To be sure, investors have not bought the ''oasis'' argument, anyway, much less the idea inflation remains a threat.
The last two weeks have produced frenzied buying of U.S. Treasuries. While the flight to safety is understandable given the highly fluid situation in markets around the world, the reality is fixed income investments are only attractive when inflation is not a risk.
Meanwhile, for every dollar that poured into the bond market, two or three seemed to exit stocks. In the United States, the Dow Jones Industrial Average stands at 7640.25, more than 18 percent below its July 17 all-time high 9337.97. In emerging markets from Russia to Brazil, daily percentage losses are stretching to double-digit levels.
Has the reaction overstated the problem? On that question, opinions run the gamut. Bulls point to continued U.S. and European economic growth, bears to the fact that an ever-spreading crisis has afflicted larger and larger economies, including the United States' largest trading partner, Canada.
The debate -- and the market's gyrations -- are now the stuff of weekend talk shows. On CBS's Sunday morning program Face the Nation, a show generally devoted purely to national policy and politics, Goldman Sachs & Co Inc. strategist Abby Joseph Cohen appeared as a guest and took her bullish message to Main Street.
''We think from these levels, the stock market direction is up over the next few months,'' Cohen said.
''The only way the current level of the stock market makes sense is if indeed we are going into mild recession in the United States,'' she continued, ''and we don't see that this year or next.''
Part of the reason Wall Street is so confident that recession will be averted lies the same place many have looked for an answer to the market's current malaise -- and that is back with Alan Greenspan's Fed.
Cohen said she believed investors would behave favorably if given an interest rate reduction -- one she compared to a vitamin B-12 shot. She compared the last Fed move, a tightening, to a flu shot.
Significantly, comments by U.S. Treasury Secretary Robert Rubin and Japanese Finance Minister Kiichi Miyazawa after their meeting in San Francisco last Friday offered little sign the two had made any headway towards finding a way out of Japan's economic quagmire.
Finance ministers from the world's two top economies headed home apparently as frustrated as ever with each other's tactics.
At a news briefing after the meeting, Rubin pointedly declined to be drawn on whether he felt more encouraged now that Japan would finally do what Washington wants it to do.
''The world needs Japan to rise to the economic challenge,'' Rubin said. ''I'd like to hope that the kinds of discussions we've had will move things forward, but ultimately, what's going to matter is what Japan does.''
Just before the talks got under way, a Japanese official insisted Tokyo had already done most of what it should do.
Amid all the talk, Greenspan gave no indication he would move quickly enough to satisfy investors looking for a quick fix to the market.
Indeed, there is cause to believe he welcomed the break in the market's rise.
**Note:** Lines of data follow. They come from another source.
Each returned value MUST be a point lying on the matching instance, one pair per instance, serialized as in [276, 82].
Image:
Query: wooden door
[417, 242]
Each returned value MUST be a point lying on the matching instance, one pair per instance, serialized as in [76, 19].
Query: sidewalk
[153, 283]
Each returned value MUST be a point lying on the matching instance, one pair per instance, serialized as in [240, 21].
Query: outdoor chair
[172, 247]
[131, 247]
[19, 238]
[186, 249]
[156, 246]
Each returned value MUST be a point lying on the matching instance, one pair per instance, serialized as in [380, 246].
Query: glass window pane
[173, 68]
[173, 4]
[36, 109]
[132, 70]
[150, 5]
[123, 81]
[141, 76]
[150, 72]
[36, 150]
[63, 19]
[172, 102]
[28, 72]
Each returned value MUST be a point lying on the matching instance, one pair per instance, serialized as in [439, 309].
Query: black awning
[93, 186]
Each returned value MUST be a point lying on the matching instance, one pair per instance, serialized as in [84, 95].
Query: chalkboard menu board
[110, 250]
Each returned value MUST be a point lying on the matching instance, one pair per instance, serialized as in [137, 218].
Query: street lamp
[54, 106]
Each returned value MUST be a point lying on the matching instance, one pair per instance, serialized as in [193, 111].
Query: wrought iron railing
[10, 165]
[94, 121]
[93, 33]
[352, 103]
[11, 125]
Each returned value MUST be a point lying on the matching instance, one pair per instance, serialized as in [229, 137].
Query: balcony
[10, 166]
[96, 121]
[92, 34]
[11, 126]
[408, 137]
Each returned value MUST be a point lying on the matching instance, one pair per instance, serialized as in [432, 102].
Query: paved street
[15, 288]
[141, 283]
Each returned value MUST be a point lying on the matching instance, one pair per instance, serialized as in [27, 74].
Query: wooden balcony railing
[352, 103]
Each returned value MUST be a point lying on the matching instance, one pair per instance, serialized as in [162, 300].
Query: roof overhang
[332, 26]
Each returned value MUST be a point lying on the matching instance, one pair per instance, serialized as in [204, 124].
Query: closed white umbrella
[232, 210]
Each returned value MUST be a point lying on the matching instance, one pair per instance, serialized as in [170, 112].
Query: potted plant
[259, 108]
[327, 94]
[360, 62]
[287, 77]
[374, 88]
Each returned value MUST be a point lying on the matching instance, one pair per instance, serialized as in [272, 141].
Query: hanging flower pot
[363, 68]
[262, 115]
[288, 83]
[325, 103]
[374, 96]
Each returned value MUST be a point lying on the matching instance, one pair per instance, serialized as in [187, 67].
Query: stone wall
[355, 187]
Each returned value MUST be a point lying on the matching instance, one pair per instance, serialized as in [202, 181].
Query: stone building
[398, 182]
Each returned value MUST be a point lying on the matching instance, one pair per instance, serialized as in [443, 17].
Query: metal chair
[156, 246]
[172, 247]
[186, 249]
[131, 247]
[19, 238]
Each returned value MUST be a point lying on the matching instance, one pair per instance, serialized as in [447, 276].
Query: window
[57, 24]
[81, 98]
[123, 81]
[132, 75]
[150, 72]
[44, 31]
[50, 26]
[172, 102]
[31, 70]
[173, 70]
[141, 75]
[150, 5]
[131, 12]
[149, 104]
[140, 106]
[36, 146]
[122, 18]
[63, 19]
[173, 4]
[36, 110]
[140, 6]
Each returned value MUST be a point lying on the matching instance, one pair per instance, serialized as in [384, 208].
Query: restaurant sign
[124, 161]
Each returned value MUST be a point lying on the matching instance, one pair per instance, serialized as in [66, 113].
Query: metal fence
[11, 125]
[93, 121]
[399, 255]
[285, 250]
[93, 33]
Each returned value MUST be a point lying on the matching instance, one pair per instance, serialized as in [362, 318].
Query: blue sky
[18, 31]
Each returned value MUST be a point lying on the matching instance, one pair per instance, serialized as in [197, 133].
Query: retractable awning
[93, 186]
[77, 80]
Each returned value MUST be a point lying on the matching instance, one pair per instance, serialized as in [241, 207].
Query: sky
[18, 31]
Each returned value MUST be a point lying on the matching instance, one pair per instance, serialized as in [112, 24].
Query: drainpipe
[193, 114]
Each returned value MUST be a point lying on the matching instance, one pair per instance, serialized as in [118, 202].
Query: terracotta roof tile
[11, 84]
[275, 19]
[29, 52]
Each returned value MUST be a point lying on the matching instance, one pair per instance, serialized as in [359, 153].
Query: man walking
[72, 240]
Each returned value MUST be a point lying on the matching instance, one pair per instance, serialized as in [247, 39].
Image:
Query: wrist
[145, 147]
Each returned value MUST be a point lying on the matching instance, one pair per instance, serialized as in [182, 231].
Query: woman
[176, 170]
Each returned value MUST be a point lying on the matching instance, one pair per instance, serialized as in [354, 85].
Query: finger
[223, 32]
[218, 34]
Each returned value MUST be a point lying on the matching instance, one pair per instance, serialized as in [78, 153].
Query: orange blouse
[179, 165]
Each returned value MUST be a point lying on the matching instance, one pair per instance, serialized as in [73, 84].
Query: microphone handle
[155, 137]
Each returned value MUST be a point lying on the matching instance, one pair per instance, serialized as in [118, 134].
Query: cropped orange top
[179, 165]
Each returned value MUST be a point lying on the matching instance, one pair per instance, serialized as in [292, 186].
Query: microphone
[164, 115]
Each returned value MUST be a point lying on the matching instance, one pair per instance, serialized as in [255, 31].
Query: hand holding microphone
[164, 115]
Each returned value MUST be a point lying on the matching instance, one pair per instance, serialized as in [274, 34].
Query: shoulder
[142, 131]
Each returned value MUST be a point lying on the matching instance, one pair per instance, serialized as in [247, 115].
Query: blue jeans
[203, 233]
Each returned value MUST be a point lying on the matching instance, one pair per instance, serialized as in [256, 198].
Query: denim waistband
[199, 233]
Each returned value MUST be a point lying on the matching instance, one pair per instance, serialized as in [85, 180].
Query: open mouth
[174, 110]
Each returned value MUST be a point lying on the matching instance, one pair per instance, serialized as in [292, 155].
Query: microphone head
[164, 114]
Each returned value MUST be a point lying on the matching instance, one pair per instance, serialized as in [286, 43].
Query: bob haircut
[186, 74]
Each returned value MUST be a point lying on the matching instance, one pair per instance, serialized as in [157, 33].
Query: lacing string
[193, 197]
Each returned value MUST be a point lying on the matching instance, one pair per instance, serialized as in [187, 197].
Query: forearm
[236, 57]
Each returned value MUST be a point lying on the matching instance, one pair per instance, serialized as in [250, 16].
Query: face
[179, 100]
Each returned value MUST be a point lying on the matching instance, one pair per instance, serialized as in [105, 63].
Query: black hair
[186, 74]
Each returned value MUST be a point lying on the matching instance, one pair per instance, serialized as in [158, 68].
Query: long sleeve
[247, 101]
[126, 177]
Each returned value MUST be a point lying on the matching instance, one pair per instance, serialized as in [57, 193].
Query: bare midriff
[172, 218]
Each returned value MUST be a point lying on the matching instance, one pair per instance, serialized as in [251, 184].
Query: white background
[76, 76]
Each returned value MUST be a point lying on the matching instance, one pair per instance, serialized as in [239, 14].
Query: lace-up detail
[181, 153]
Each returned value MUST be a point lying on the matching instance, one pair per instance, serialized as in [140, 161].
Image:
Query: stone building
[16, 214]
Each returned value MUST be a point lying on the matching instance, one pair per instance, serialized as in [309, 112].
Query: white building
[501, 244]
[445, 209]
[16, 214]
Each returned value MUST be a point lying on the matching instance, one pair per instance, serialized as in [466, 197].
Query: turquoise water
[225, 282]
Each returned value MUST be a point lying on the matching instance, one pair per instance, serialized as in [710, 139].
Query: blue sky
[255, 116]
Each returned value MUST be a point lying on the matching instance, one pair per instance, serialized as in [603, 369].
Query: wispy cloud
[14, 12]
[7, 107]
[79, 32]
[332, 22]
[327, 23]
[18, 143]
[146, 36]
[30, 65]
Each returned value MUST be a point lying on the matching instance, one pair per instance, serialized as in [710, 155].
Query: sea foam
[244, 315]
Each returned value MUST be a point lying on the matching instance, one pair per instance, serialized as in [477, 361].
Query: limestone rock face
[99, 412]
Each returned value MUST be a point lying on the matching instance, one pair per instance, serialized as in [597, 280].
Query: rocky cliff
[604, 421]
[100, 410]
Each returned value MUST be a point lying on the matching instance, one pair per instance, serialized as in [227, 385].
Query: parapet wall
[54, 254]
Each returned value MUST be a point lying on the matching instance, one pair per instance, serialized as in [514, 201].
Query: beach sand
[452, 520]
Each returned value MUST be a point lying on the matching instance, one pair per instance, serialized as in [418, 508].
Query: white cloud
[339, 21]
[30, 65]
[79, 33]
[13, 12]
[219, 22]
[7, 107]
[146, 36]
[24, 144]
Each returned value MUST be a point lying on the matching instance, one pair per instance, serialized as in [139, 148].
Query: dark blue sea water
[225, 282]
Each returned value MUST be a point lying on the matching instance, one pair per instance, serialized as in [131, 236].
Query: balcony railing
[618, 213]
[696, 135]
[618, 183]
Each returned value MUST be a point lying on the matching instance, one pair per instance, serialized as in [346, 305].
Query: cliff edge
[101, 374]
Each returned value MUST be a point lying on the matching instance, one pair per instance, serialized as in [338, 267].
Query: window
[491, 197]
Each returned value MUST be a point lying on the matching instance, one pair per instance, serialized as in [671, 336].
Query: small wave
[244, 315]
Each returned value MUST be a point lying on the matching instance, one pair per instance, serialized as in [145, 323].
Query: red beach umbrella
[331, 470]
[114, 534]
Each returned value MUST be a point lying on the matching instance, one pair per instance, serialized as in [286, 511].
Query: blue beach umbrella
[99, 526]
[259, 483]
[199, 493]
While his speech failed to echo in words the now famous ''irrational exuberance'' utterance, he returned repeatedly to themes like market expectations and risk.
That is unlikely to sit well with those who wished for lower rates immediately, if not yesterday. It may also extend the period during which the market's gymnastics look less like the high-flying Olympic vaults of recent years than a new, more cautious style reminiscent of the balance beam.